Perinon-Pigmente P.R. 194, P.O. 43 und V.R. 14: Für das cis-Isomer (P.R. 194), das trans-Isomer (P.O. 43) und den Mischkristall (V.R. 14) der Perinone werden geordnete Kristallstrukturmodelle aufgestellt und Gitterenergieminimierung mit Kraftfeld-Methoden sowie quantenmechanischen Methoden durchgeführt.
In der Orientierungsfehlordnung von P.R. 194 zeigen sich kurze Korrelationsreichweiten für alle Richtungen. Die Lokalstruktur wird über Variationen der exakten Positionen und Orientierungen der Moleküle beschrieben. Die experimentellen Auslenkungsparameter werden durch Überlagerung berechneter Atompositionen reproduziert.

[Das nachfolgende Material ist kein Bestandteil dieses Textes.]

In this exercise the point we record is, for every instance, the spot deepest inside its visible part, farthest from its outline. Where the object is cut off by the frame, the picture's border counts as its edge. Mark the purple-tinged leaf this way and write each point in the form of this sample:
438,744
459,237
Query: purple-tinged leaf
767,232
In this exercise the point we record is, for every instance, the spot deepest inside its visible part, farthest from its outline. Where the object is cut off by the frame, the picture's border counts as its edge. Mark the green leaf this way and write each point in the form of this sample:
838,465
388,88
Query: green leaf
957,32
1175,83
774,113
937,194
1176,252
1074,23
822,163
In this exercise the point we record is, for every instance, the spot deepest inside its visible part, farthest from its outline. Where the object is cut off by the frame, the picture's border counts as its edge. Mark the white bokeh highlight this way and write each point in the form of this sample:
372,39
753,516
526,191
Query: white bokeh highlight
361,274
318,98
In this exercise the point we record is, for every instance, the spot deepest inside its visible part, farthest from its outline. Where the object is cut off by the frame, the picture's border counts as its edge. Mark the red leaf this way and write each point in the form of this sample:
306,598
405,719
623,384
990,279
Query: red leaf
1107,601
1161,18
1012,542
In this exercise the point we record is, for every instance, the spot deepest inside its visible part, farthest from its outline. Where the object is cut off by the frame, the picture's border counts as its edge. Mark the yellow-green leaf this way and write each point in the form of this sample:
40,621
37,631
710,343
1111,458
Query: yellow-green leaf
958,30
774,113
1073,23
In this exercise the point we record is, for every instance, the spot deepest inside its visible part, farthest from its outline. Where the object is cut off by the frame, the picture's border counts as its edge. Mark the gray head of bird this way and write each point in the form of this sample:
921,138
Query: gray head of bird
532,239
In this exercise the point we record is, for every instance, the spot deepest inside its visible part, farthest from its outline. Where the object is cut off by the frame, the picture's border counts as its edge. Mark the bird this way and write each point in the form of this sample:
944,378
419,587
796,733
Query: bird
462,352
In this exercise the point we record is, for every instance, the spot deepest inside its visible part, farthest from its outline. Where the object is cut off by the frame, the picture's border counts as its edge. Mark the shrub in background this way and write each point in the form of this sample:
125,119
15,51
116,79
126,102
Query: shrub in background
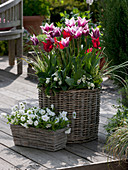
114,20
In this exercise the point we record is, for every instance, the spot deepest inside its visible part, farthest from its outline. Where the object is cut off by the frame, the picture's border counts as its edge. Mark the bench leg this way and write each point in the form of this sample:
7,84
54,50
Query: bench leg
19,55
11,47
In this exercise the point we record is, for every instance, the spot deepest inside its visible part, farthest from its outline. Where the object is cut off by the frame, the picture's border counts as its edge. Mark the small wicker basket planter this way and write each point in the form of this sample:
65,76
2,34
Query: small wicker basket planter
39,138
86,104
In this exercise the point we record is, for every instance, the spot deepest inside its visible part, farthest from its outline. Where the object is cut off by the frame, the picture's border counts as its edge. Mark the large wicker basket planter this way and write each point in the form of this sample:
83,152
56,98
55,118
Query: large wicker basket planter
39,138
86,103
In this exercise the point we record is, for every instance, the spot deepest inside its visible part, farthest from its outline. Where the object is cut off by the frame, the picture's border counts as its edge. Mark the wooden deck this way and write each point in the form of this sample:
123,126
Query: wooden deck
14,89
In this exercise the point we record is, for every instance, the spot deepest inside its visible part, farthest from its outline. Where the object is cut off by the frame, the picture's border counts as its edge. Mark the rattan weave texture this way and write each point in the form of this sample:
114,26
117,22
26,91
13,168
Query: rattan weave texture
86,103
39,138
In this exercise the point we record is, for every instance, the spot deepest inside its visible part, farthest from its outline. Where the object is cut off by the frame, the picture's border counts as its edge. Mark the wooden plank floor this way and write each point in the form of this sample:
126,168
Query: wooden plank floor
13,89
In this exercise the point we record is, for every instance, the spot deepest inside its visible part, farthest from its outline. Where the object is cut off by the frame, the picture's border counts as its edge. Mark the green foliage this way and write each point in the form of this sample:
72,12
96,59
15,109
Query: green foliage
117,144
3,48
34,8
114,20
118,120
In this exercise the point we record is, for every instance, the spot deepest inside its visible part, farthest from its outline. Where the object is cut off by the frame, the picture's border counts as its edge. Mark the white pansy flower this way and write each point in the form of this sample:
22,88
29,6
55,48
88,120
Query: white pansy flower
47,80
45,118
68,131
90,2
29,112
42,111
74,115
55,78
92,85
22,119
13,113
78,81
52,106
18,115
48,96
36,123
3,115
24,125
48,125
30,122
57,120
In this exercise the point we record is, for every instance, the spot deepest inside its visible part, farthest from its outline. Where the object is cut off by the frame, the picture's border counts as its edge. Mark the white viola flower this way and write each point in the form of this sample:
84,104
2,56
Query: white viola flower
24,125
14,108
52,106
30,122
42,111
22,106
63,114
55,78
51,113
13,113
48,96
48,125
74,115
29,112
68,131
60,82
22,118
57,120
45,118
78,81
21,112
18,115
55,74
3,115
67,77
47,80
36,123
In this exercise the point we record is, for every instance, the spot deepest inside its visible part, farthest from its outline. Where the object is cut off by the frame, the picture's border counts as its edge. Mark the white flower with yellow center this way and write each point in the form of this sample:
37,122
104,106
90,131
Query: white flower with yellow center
45,118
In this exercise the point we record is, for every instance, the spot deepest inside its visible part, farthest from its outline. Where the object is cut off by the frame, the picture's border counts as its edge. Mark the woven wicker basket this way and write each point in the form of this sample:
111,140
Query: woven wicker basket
86,103
39,138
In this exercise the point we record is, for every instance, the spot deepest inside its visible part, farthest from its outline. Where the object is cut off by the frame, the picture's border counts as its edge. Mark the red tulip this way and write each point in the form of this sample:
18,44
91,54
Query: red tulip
95,42
48,46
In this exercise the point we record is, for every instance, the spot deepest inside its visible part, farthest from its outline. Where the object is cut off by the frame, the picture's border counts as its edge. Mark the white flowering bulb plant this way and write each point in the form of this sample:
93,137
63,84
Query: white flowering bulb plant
36,117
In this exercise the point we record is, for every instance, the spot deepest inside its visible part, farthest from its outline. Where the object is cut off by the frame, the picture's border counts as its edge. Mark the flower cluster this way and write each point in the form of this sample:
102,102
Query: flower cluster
35,117
71,56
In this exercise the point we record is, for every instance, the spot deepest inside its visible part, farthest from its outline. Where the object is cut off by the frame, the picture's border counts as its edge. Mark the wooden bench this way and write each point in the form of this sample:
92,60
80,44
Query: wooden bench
11,29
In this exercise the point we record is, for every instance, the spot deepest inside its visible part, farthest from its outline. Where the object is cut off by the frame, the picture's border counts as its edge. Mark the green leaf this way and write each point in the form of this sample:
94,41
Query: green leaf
70,81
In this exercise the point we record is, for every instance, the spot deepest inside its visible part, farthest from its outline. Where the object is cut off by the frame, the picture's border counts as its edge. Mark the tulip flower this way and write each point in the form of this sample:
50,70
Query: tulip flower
78,33
95,33
34,40
65,41
82,22
70,22
48,46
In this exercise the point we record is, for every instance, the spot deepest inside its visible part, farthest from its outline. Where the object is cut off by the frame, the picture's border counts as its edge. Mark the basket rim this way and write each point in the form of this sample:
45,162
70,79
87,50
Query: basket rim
39,129
74,90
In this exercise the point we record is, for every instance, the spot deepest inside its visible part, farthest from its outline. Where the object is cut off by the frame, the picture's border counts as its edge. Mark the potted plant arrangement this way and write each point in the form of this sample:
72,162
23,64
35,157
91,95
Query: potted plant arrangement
38,128
34,14
69,74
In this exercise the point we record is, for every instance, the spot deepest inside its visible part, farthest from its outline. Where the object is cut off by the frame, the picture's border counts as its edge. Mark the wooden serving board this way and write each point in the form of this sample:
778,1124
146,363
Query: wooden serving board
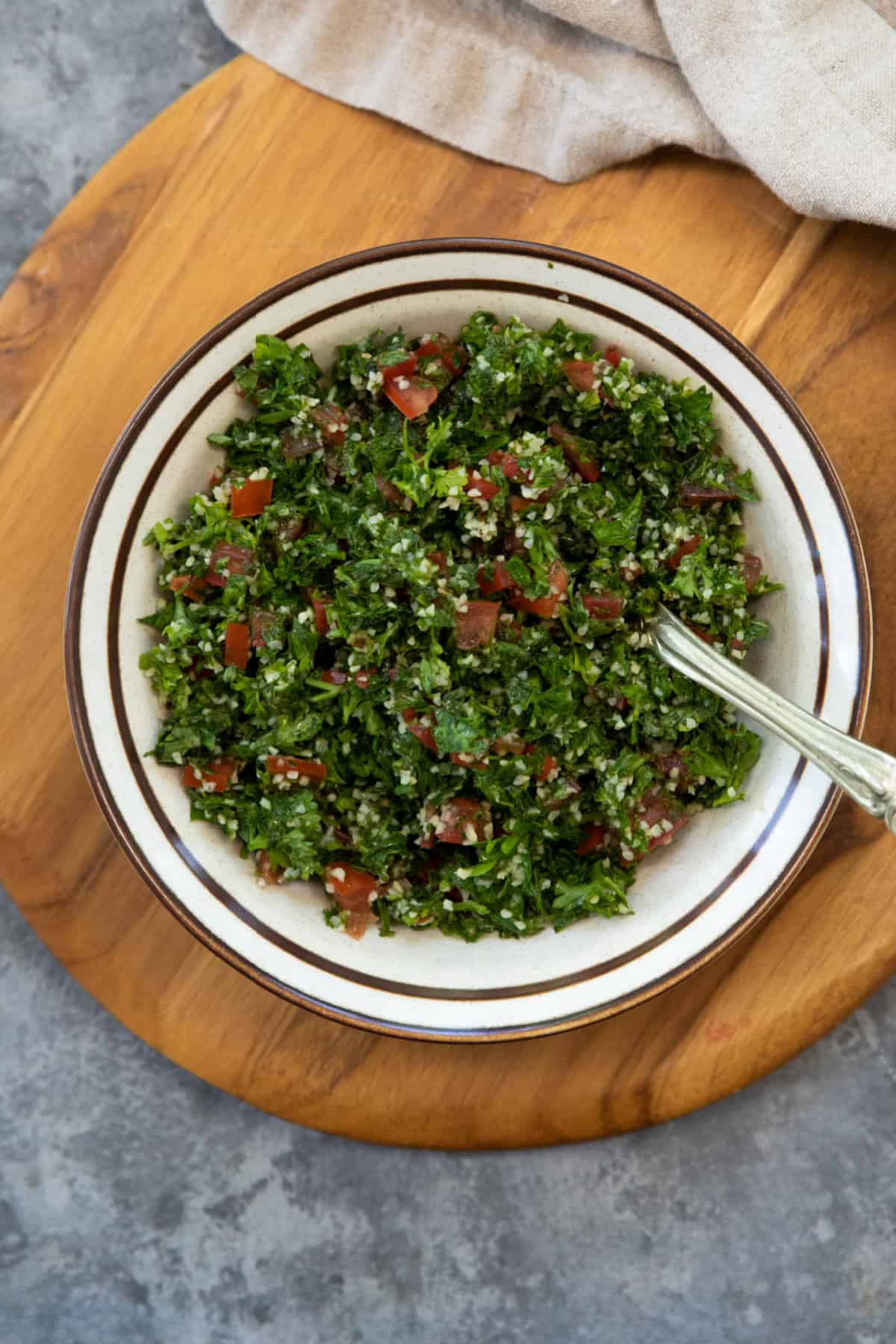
243,181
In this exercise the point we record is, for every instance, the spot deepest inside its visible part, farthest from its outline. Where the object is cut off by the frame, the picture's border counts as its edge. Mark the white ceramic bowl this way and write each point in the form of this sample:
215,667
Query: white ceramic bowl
692,900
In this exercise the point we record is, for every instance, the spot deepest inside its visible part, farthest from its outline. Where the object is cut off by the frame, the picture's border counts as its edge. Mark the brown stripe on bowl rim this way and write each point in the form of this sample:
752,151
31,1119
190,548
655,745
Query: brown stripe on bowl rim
100,784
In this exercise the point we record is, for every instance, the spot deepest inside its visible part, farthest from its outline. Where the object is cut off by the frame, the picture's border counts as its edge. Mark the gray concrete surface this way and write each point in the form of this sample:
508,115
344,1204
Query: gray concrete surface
139,1204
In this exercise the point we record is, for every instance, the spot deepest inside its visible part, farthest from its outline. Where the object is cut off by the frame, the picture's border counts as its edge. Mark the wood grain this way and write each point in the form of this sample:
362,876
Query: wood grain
249,179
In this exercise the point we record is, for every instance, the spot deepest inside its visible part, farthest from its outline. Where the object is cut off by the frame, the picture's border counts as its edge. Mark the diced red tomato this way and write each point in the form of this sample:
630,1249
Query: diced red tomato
237,645
697,495
304,771
420,730
474,626
469,761
267,868
605,608
214,777
581,374
594,838
576,452
261,628
464,821
188,586
751,569
320,604
480,488
331,421
509,465
250,499
685,549
544,606
497,584
354,892
403,369
411,396
672,765
452,355
237,559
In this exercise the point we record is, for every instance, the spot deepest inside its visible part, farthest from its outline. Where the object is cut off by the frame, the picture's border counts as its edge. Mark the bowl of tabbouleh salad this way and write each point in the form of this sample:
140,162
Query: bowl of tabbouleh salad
358,638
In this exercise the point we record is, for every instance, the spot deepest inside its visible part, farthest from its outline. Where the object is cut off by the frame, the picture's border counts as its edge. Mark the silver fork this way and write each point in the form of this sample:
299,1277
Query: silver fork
864,773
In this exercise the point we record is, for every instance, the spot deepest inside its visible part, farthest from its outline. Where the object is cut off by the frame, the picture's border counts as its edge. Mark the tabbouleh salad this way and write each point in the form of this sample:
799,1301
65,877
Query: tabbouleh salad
402,638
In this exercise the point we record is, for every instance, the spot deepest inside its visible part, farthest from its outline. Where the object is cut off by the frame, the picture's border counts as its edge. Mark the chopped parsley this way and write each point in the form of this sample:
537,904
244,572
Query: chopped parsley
402,635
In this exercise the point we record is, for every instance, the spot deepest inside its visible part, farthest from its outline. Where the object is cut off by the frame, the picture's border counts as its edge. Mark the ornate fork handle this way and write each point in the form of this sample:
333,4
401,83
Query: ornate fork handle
864,773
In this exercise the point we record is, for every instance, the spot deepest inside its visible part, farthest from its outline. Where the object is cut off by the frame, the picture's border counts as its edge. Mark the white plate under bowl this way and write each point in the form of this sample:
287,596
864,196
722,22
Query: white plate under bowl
689,900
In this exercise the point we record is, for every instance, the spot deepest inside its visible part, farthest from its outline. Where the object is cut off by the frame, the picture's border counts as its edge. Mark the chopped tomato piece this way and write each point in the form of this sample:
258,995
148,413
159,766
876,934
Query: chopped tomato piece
403,369
605,608
703,635
411,396
509,465
751,569
420,730
464,821
469,761
250,499
571,789
474,626
354,892
685,549
576,450
697,495
267,870
452,355
497,584
480,488
320,604
593,839
188,586
261,628
544,606
237,559
331,421
237,645
390,492
581,374
296,771
214,777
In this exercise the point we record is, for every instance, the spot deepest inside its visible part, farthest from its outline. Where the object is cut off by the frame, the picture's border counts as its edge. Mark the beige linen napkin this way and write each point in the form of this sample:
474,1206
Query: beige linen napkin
802,92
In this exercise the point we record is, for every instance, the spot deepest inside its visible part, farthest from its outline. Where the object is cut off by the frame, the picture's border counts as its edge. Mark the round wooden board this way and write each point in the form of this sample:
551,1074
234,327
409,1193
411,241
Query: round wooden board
243,181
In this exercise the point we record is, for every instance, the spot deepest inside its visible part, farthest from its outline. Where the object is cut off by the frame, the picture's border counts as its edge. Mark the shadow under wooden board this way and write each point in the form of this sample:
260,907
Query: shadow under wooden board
249,179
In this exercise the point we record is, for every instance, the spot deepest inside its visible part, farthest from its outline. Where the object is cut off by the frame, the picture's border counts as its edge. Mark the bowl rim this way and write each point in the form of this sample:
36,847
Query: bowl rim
72,655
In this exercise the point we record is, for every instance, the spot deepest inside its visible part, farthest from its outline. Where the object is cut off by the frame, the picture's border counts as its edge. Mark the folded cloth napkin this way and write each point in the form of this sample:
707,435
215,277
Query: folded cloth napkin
802,92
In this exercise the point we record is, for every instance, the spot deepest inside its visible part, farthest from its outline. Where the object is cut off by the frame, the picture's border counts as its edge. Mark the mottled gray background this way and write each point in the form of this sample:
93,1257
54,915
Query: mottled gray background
139,1204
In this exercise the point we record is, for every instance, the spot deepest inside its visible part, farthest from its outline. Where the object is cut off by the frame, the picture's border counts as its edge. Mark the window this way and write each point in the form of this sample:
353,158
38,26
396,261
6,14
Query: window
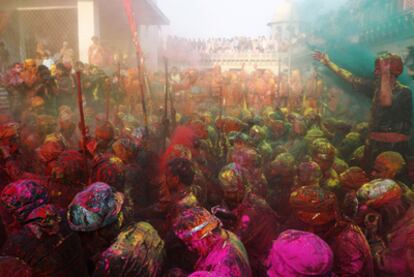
408,4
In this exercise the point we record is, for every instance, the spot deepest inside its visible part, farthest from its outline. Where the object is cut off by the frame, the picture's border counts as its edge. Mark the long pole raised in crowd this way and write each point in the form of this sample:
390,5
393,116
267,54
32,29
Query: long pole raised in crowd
165,119
81,116
138,52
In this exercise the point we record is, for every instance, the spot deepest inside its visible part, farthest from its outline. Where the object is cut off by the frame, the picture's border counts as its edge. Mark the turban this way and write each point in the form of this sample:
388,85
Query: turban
309,172
9,130
94,208
232,178
69,168
137,251
353,178
246,157
396,64
392,160
313,205
44,219
49,151
194,223
37,101
323,149
110,170
22,197
297,253
379,192
105,131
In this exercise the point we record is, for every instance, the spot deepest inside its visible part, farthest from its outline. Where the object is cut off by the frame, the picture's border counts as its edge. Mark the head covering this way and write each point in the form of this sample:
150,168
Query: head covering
194,223
49,151
257,133
313,205
232,178
125,144
110,170
309,172
322,149
44,219
282,163
37,101
358,155
297,253
137,251
199,128
228,124
178,151
238,137
9,130
94,208
392,160
22,197
339,165
353,178
105,131
312,135
14,267
69,168
379,192
246,156
396,64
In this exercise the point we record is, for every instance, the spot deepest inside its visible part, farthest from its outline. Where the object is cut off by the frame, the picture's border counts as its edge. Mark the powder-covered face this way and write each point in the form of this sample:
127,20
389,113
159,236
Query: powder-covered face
382,170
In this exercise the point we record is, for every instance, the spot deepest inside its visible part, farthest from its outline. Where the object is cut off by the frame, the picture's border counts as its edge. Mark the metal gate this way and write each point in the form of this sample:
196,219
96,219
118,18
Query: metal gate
48,25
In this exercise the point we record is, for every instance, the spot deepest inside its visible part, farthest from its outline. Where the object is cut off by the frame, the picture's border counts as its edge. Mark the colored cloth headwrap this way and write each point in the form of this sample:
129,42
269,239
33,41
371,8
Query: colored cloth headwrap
69,168
396,64
110,170
22,197
9,130
353,178
232,178
309,172
137,251
297,253
323,149
44,219
126,144
94,208
194,223
247,157
379,192
392,160
229,124
314,205
50,151
105,131
199,128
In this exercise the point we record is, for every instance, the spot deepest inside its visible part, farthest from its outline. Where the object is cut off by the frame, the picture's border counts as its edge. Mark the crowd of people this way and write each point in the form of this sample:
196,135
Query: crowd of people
190,51
222,174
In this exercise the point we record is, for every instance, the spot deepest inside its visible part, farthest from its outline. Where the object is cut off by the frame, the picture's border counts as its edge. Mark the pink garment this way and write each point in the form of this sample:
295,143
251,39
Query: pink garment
297,253
352,253
227,258
395,259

Für trans-Perinon sind keine Hinweise auf eine Fehlordnung zu erkennen.
Im Mischkristall der beiden Isomere (Küpenfarbstoff V.R. 14) liegen eine Positions- und eine Orientierungsfehlordnung vor. Quantenmechanische Gitterenergieoptimierungen zeigen zwei Bandbreiten der Gitterenergie für geordnete Kristallstrukturmodelle, getrennt anhand der Orientierung der Moleküle des trans-Isomers. Die ungewöhnlichen experimentellen Auslenkungsparameter und Positionen der Atome werden ebenfalls durch die Überlagerung berechneter Atompositionen gut reproduziert.
Die Nachbarschaftswahrscheinlichkeiten werden über eine statistische Auswertung der Häufigkeiten einzelner Nachbarschaften genähert beschrieben und zeigen stark anisotrope Präferenzen. Die intermolekularen Wechselwirkungen werden mit Kraftfeldmethoden qualitativ charakterisiert und zeigen eine zu den Nachbarschaftswahrscheinlichkeiten sehr ähnliche Anisotropie.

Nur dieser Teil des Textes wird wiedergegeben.